12. THE SOLUTION: DOWNLOAD
We wanted a mechanism, which DSpace doesn’t provide, of
zipping up files for download.
• BitTorrent was one possible approach: could be added at a later
date
• Other approaches possible (Rsync, Secure Copy (SCP))
13. THE SOLUTION: DOWNLOAD
• FTP download: agreed
• Tried and tested technology that we are confident we can put in place
and will work well
• All files will be accessed from the FTP server anonymously
• Users can still download files via browser via FTP
• Users who wish can use an FTP client, allowing them to resume a
download
14. THE SOLUTION: DOWNLOAD
• Specification:
• All files will still be required to have appropriate metadata stored in
DSpace
• All filesets will now be downloadable as a zip file (previous 5.2 GB limit)
• Move DSpace assetstore to a location where more storage available
• Statistics (i.e. numbers) of file downloads by SFTP will be added to
DSpace statistics
15. THE SOLUTION: DOWNLOAD
• This is a replacement for our current on-the-fly zip file
creation of Item bitstreams.
• Will mitigate potential performance issues. Because it will use
less server resources (Java threads and RAM)
16. SUMMARY
• We have implemented HTML5 upload in the DataShare (DSpace)

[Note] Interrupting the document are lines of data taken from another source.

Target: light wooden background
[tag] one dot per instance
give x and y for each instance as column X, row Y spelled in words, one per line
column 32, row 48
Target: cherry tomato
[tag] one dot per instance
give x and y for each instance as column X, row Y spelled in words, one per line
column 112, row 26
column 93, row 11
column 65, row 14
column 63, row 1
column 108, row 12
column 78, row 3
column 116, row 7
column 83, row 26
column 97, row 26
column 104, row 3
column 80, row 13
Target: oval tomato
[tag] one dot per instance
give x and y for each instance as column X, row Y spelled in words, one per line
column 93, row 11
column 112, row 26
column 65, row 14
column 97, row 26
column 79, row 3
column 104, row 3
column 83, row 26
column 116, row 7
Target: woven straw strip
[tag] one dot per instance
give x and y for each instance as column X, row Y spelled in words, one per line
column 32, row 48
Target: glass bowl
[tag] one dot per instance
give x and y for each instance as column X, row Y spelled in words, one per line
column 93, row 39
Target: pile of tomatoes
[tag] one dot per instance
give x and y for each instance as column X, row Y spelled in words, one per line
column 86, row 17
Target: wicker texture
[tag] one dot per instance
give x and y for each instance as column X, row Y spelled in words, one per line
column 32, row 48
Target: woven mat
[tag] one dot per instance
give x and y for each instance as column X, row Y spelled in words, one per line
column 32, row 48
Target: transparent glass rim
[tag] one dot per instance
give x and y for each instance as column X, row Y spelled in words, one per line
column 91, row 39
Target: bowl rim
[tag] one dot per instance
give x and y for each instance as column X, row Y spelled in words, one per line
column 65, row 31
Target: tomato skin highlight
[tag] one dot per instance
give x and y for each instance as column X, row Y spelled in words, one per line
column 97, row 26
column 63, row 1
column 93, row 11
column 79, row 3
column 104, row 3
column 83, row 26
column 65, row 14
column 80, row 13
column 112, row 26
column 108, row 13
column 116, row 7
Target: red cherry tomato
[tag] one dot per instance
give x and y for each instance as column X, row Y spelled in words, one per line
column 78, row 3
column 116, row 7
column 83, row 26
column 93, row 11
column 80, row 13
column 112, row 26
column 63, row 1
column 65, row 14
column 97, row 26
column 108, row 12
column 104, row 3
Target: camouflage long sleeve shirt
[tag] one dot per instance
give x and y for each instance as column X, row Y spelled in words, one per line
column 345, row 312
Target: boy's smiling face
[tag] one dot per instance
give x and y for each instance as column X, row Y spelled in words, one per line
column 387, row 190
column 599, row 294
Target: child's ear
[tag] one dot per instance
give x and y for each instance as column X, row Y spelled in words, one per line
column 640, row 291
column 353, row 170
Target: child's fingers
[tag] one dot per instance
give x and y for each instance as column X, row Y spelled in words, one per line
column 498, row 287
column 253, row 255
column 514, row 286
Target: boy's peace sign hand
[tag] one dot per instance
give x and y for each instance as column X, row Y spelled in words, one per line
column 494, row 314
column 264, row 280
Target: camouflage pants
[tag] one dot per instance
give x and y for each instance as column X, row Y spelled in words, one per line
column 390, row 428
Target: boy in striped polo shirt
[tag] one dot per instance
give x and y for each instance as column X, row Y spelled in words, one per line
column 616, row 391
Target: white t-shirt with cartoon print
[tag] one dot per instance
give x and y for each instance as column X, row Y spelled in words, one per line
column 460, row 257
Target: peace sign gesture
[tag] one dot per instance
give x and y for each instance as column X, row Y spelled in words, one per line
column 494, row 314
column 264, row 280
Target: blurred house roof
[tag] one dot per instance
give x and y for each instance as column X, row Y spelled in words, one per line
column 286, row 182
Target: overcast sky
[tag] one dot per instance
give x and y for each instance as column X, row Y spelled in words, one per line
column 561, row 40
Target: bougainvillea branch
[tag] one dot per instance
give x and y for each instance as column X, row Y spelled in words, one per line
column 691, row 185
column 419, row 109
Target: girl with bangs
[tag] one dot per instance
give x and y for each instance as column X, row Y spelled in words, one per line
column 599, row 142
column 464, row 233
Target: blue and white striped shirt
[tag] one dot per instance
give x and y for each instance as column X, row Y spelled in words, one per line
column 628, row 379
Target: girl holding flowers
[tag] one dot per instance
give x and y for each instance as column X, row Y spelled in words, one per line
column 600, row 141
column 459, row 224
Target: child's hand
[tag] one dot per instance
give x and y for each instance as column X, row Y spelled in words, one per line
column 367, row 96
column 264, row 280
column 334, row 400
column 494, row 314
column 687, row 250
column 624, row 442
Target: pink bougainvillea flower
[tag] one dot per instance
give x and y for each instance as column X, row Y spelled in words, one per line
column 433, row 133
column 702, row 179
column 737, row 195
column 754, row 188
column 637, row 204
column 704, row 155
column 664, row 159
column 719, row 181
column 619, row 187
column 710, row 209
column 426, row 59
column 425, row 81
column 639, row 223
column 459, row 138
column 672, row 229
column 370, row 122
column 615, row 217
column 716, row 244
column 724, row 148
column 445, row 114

web interface to allow depositors to easily and quickly deposit
individual files up to 15 GB.
• We are working on integrating an SFTP server to allow users to
retrieve filesets larger than our current 20 GB limit. Storage
rather than network/browser timeout will become the limiting
factor on fileset size. We anticipate making numerous filesets
around 100 GB available in this way in the medium term.